Hal ini berarti bahwa setiap manusia Indonesia di harapkan supaya selalu berkembang sepanjang hidup, dan  di pihak lain masyarakat dan pemerintah di harapkan agar dapat menciptakan situasi yang menantang untuk belajar. Prinsip ini berarti, masa sekolah bukanlah satu-satunya masa bagi setiap orang untuk belajar, melainkan hanya sebagian dari waktu belajar yang akan berlangsung seumur hidup.
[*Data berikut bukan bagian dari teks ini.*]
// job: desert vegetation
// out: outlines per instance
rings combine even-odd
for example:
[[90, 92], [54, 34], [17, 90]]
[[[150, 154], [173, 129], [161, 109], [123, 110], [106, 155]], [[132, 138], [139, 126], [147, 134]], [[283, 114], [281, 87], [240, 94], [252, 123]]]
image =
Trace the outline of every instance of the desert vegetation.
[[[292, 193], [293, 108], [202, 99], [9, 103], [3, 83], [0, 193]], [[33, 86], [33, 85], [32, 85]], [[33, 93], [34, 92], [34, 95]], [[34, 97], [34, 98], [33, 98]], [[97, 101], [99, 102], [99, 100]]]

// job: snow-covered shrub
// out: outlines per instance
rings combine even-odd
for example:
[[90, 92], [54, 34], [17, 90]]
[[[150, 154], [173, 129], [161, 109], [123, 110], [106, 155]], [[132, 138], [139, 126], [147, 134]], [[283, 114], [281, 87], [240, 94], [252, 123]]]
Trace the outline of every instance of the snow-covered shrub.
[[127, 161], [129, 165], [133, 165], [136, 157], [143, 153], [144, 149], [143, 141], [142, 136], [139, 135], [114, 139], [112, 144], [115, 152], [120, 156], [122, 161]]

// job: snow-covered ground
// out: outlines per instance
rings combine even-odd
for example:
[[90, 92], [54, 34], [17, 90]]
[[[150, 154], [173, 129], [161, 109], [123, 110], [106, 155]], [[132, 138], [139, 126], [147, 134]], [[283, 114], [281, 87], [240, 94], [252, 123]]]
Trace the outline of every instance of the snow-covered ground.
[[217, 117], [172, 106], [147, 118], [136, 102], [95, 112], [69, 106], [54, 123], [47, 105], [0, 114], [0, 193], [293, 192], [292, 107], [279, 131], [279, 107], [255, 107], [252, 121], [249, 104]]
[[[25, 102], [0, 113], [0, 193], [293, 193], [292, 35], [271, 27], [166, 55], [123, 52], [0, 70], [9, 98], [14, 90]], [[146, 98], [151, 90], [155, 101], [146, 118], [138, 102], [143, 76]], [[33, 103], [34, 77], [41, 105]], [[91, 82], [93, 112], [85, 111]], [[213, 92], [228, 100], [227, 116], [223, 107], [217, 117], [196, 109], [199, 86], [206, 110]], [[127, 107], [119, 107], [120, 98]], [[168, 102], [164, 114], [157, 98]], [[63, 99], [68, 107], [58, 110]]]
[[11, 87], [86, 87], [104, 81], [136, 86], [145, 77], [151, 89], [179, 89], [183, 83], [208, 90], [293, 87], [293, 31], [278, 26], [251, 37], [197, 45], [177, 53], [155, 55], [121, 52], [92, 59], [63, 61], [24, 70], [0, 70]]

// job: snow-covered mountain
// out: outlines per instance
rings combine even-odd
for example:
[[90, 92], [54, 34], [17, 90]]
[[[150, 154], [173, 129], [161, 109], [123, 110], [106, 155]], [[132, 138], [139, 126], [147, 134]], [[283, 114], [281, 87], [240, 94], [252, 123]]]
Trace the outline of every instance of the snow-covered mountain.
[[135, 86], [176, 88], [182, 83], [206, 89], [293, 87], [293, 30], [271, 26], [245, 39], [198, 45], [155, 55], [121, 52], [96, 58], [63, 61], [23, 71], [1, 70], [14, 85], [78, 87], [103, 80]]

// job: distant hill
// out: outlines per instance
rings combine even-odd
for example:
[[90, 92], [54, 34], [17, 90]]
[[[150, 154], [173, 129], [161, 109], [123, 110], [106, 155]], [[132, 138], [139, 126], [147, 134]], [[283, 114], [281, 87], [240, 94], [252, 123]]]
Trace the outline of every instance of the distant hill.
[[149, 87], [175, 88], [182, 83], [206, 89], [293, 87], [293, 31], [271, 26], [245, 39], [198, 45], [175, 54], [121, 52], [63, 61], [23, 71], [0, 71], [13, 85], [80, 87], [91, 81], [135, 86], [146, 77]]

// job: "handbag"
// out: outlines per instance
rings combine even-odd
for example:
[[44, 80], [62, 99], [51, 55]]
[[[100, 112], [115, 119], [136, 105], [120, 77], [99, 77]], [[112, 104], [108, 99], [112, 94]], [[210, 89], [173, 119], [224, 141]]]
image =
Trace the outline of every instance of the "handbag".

Konsep pendidikan seumur hidup merumuskan suatu asas bahwa pendidikan adalah suatu proses yang terus menerus (kontinu) dari bayi sampai meninggal dunia. Konsep ini sesuai dengan konsep islam seperti yang tercantum dalam hadis Nabi Muhammad SAW. Yang menganjurkan belajar mulai sari buaian sampai ke liang kubur.
Sebenarnya ide pendidikan seumur hidup telah lama dalam sejarah pendidikan, tetapi baru popular sejak terbitnya buku Paul Langred, An Introduction to Life Long Education (sesudah Perang Dunia II). Kemudian di ambil alih oleh International Commision on the Development of Education (UNESCO).
Istilah pendidikan seumur hidup (Life Long Integrated Education) tidak dapat diganti dengan istilah-istilah lain sebab isi dan luasnya (scope-nya) tidak persisi sama, seperti istilah out of School education, recurrent education.